How to keep a kart healthy (and fast)

Hi all. Thanks in advance for the tips. I’m in need of some knowledge. Always done arrive and drive, but about to jump into something more serious. Rotax max 125.

I don’t have much mechanical knowledge and I’m wondering what tips for general maintenance and performance you could give? I live in Taiwan but for the most part things are similar to the UK.

Are there any must do’s, or definitely don’ts that I should be on top of? What’s your best slice of advice?

Once again, thanks for any help.

Welcome, Charlie!

Here’s a quick list of best practices that I try to adhere to:

  • Cleaning- clean and inspect (cleaning allows you to efficiently inspect at the same time) the kart as often as possible. After every day at the very least, and certainly before all critical sessions if you want to be on top of it. You’ll find that you may catch little things during cleaning that you may miss in a quick visual-only inspection, e.g. loose bolts, etc.

  • Chain lubrication- after every session first thing when you get back to your pit.

  • Engine- clean and inspect key components before and after each race weekend. These could include: spark plug (make sure it’s not getting overly wet/fouled), power valve (Rotax specific- clean after each day, or before each critical sesssion), exhaust packing (Rotax/shifter specific- most teams used to always use a sticker applied to the bend side of the exhaust silencer. When the sticker starts to burn/melt away, time to change packing.), carburetor (clean after each weekend, replace gaskets and needle/seat every few weekends), clutch (inspect/clean after each weekend- hit clutch shoes with sand paper if they are glazing over), gearbox oil (where applicable- change per manufacturer recommended interval), and of course be sure to have top and bottom end parts replaced per manufacturer recommended intervals (find an engine shop that you trust and stick with them…this is a relationship you’ll be glad you’ve built!).

  • Front end alignment- if you’re making changes to the kart often, then it’s likely you’ll be doing this anyways, otherwise I would typically check front end alignment before or after each day (toe, camber, sweep, check kingpins for straightness, check steering shaft for straightness).

  • Bearings- keep these lubricated regularly with a product such as Tri-Flow. This would include axle bearings, rose joints, spindles (kingpin area, and slide area for front brake applications), steering shaft, steering column (not really a bearing, but you’ll want to ensure the steering isn’t in a bind), wheels if using direct spindle mount fronts.

  • Seat- regularly inspect for cracks/breaks.

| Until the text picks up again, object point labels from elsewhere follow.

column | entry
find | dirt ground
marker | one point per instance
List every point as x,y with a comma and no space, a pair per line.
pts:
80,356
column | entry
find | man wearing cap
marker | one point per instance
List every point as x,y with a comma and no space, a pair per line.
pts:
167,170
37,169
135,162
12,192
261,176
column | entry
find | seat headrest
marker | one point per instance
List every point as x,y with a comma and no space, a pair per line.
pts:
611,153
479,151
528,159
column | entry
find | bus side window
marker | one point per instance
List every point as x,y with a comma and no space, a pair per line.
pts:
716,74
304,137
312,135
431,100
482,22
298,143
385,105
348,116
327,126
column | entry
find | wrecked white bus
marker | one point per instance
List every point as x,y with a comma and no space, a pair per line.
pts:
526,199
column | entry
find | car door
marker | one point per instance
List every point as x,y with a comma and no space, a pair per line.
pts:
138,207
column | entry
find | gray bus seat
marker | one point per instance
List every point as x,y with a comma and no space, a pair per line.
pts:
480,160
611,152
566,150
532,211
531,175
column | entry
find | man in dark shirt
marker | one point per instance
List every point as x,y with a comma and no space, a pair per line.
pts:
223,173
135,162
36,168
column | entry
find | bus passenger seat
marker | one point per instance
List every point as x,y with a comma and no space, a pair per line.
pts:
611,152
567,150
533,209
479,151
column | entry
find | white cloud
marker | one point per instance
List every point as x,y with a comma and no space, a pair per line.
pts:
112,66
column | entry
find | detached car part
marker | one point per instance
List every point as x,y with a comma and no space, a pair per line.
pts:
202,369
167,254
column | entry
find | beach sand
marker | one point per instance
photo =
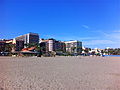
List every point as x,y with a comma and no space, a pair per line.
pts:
60,73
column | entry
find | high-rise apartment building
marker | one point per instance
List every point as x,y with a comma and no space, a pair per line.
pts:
29,38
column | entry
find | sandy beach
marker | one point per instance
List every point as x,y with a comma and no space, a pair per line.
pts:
60,73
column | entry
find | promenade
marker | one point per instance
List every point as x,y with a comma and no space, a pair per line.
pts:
60,73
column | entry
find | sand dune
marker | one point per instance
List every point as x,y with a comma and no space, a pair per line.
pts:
60,73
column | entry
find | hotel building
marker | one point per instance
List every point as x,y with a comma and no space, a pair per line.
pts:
73,46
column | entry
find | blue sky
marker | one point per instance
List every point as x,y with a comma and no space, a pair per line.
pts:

You shouldn’t really run into this on the underside, provided your seat is mounted flush with the frame rails, or above. If mounted below then it may wear through and require a fiberglass repair. Other areas prone to breakage would the the top of the seat in the middle (top of where it meets your spine), and lower mounting points. The seat is a very important part of the chassis dynamics, so it’s important that it’s mounted correctly (without being in a bind), and that you repair/replace if damage occurs.

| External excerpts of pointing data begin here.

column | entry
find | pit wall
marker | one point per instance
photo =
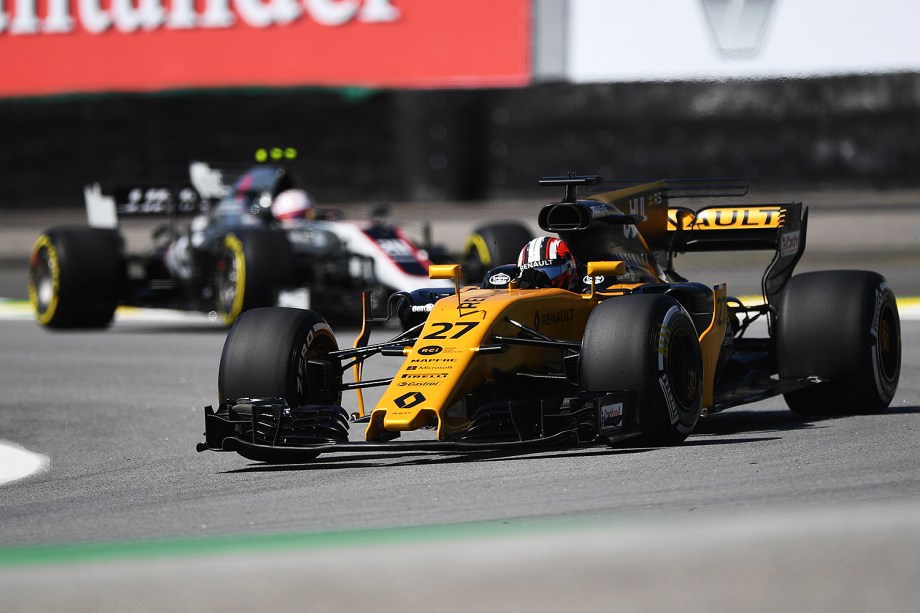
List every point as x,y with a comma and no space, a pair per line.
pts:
361,145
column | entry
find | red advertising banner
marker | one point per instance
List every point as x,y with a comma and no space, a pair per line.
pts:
60,46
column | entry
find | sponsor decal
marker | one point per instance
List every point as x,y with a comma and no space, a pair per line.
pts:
426,375
735,218
611,414
789,243
738,26
57,46
409,400
553,318
500,279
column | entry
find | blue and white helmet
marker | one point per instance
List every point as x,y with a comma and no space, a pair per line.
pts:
551,256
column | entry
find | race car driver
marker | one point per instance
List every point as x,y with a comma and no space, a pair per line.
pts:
547,262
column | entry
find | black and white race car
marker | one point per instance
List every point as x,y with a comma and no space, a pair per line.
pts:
232,241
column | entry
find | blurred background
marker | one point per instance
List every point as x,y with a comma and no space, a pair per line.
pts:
473,100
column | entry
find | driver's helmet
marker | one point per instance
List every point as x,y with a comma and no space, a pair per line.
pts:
550,256
293,205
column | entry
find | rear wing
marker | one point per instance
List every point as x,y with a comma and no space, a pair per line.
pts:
667,230
773,227
104,204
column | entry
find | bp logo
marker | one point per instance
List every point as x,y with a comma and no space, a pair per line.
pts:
409,400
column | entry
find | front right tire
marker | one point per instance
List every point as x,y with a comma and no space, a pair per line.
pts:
646,344
252,265
266,355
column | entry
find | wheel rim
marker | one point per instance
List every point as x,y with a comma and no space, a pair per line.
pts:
231,279
683,372
44,280
887,347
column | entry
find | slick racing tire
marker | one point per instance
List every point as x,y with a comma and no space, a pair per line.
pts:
266,355
75,276
492,245
252,265
646,344
842,326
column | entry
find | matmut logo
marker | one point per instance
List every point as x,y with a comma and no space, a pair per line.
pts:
58,16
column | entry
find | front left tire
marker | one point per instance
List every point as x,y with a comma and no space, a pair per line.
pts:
75,276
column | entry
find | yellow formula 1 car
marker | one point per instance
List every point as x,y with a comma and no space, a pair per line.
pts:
629,350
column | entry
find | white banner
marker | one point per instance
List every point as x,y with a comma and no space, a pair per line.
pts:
651,40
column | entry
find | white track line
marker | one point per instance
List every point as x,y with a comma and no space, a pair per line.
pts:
17,462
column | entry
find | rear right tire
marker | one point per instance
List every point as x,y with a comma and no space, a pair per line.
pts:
842,326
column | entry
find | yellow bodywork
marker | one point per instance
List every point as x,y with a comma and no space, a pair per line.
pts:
456,352
446,364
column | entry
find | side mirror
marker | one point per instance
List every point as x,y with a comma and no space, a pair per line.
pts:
604,269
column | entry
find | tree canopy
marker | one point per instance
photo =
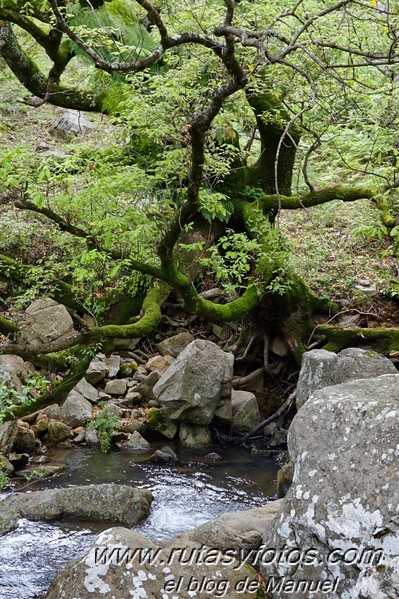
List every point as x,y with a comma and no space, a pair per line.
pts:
225,107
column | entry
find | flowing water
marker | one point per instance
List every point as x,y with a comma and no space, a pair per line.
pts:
187,494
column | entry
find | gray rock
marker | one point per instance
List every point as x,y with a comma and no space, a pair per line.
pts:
194,435
192,388
162,456
116,387
58,431
173,346
113,409
5,465
136,442
246,413
70,124
132,398
44,321
97,370
91,437
52,411
169,451
76,407
126,344
115,503
87,390
159,363
321,368
241,530
279,347
146,386
284,478
13,371
132,426
8,434
171,572
341,511
223,415
159,422
113,363
25,441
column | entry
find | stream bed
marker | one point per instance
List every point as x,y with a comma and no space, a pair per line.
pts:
187,494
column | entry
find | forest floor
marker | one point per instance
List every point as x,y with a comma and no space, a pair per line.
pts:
337,248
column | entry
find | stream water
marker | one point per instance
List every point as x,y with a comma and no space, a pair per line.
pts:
190,493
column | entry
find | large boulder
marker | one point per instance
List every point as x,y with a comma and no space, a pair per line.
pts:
70,124
44,321
13,371
337,529
173,346
241,530
87,390
246,413
114,503
123,564
321,368
193,386
102,366
76,408
8,435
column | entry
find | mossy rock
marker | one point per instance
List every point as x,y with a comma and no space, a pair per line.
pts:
158,421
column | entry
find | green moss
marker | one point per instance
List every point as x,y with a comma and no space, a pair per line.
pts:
378,340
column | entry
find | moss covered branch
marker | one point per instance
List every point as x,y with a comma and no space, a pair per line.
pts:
8,327
29,74
57,393
315,198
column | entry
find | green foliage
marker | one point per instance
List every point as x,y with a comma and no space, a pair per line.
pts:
105,423
4,478
231,260
35,385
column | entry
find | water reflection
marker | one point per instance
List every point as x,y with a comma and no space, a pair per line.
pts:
186,495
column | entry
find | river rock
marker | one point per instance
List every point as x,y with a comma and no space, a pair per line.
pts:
25,441
174,345
341,511
158,421
44,321
321,368
52,411
87,390
58,431
42,423
133,425
117,387
176,571
115,503
70,124
240,530
194,436
223,416
91,437
76,408
136,442
8,434
246,413
159,363
13,371
5,465
97,370
191,389
284,478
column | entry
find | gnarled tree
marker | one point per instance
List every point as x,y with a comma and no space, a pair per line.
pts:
224,105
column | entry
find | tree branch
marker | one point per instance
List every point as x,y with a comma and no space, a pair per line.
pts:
315,198
29,74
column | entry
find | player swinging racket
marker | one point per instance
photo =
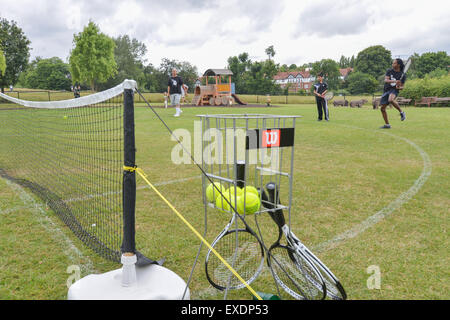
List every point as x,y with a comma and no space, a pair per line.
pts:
320,89
394,81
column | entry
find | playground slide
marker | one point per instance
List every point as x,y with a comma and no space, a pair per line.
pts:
236,98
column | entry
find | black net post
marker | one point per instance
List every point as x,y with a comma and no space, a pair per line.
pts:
129,176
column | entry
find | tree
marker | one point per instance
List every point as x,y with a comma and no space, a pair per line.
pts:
270,51
358,83
92,59
15,47
344,62
2,63
373,60
129,56
239,65
156,78
48,74
330,69
430,61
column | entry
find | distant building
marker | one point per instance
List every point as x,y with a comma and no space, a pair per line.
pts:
344,73
296,80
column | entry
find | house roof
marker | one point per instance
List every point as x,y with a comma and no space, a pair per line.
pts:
285,75
217,72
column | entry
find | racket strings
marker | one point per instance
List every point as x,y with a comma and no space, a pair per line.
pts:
295,276
243,252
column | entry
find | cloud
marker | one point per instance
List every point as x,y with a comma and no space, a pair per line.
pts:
329,18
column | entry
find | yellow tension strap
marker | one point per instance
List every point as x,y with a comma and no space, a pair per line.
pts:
144,176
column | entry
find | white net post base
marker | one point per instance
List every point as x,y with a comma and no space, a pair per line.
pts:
152,282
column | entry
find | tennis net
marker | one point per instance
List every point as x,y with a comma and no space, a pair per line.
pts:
72,154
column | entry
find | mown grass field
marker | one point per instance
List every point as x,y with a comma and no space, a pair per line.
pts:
389,188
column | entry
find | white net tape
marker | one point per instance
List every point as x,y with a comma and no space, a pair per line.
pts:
78,102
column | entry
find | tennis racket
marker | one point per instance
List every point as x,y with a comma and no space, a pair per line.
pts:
294,272
240,247
334,289
329,95
402,77
407,65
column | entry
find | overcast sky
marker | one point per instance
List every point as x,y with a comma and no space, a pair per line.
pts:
206,33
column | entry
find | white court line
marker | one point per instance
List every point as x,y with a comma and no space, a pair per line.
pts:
70,250
375,218
391,207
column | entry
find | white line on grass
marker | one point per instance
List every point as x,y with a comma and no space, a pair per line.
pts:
70,250
391,207
372,220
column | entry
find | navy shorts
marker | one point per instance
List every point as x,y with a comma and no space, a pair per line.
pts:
385,97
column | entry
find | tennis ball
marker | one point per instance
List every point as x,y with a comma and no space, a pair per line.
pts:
251,189
231,191
211,191
252,203
223,205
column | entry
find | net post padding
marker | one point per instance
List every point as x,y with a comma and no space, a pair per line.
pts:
129,176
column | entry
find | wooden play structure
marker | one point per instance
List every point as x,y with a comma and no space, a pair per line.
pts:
218,93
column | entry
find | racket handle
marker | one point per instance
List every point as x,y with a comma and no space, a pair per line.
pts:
240,174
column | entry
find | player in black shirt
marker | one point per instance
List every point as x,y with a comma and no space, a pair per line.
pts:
320,89
394,81
174,87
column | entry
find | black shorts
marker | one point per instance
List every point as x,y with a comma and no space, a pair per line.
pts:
385,97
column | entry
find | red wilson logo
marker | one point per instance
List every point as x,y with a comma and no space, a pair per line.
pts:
271,138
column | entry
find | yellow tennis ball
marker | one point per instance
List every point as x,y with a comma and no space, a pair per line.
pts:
212,193
252,203
250,189
223,205
231,191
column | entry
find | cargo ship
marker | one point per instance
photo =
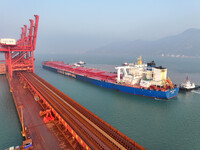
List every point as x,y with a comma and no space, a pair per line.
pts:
136,78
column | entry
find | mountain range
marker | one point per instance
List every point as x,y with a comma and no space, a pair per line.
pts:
186,43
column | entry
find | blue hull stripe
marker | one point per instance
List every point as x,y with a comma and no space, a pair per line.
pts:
136,91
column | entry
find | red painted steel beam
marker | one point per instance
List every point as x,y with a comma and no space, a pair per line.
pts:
35,31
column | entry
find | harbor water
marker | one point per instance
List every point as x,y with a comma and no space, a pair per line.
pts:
155,124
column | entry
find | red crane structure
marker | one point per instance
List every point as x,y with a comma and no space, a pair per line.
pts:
19,55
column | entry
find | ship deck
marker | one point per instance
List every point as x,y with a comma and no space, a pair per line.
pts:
44,136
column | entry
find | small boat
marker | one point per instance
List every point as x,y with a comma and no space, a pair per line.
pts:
187,85
77,64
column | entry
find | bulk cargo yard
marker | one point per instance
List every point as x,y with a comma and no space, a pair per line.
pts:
49,118
138,79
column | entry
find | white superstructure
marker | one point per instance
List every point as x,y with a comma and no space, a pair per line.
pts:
142,75
187,85
8,41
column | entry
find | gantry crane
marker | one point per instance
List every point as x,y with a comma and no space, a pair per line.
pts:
19,55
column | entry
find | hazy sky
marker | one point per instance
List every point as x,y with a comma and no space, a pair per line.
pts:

  • Frame- inspect for cracks, usually around the welds towards the rear of the kart.

  • Fuel- only mix with oil based on what you’ll need for the day/weekend. Old fuel/oil isn’t ideal, so also be sure to drain from your kart’s fuel tank if it’s going to be unused for a while. What to do with old fuel, you ask? Lawn mower, snow blower, etc.

  • Other miscellaneous bits- you’ll find that certain parts may be prone to coming loose more often than others, the rear bumper being one example. It may be prudent to double-nut these items and/or install a strong zip tie or cable to act as a fail safe. Nothing worse than getting DQ’d due to a rear bumper bolt coming loose, causing the thing to drag behind the kart.

I’m sure others will chime in with additional ideas, but hopefully this is helpful to some degree.


Thanks for this I’m in same position as the thread started except lo206

This is fantastic advice. Thanks a lot!

Add skid plates to bottom of chassis.

Remove transponder and mychron and bring home to charge. If you are in a TAG, starter batt as well. Gopro still mounted? Don’t forget the vape/phone you left on floorpan. Go give Gary back his 10mm socket. :grinning:

Read up on the rotax here. This is everything you need to know to keep the rotax happy

:ok_hand: cheers. This is a big help.

Does the alignment change over normal running even if the kart has not had any contact?

I find that my toe settings are usually out of whack after a race no matter what happens. Maybe I am not tightening the tie rods tight enough?

It may shift slightly if there is slop in your kingpin assemblies, but the toe generally shouldn’t change more than 0.5mm/side.

If the center point is changing slightly each time you check it, you could have a little variance.

If it changes more than that what is likely the cause? Tie rods too loose?

Something loose or bent.

When you go to readjust the toe, are the tie rods tight or loose?

That’s a good question, they are tight. I made a note to double check alignment after each session this weekend.

Check alignment and just make a note of the threads on the tie-rods so you can tell if they moved. But if they are tight when you come it, they probably didn’t move.

Slack or tension somewhere when you tighten everything down can cause the geometry to change once the kart gets loaded in a race and things settle in, so that could be it as well.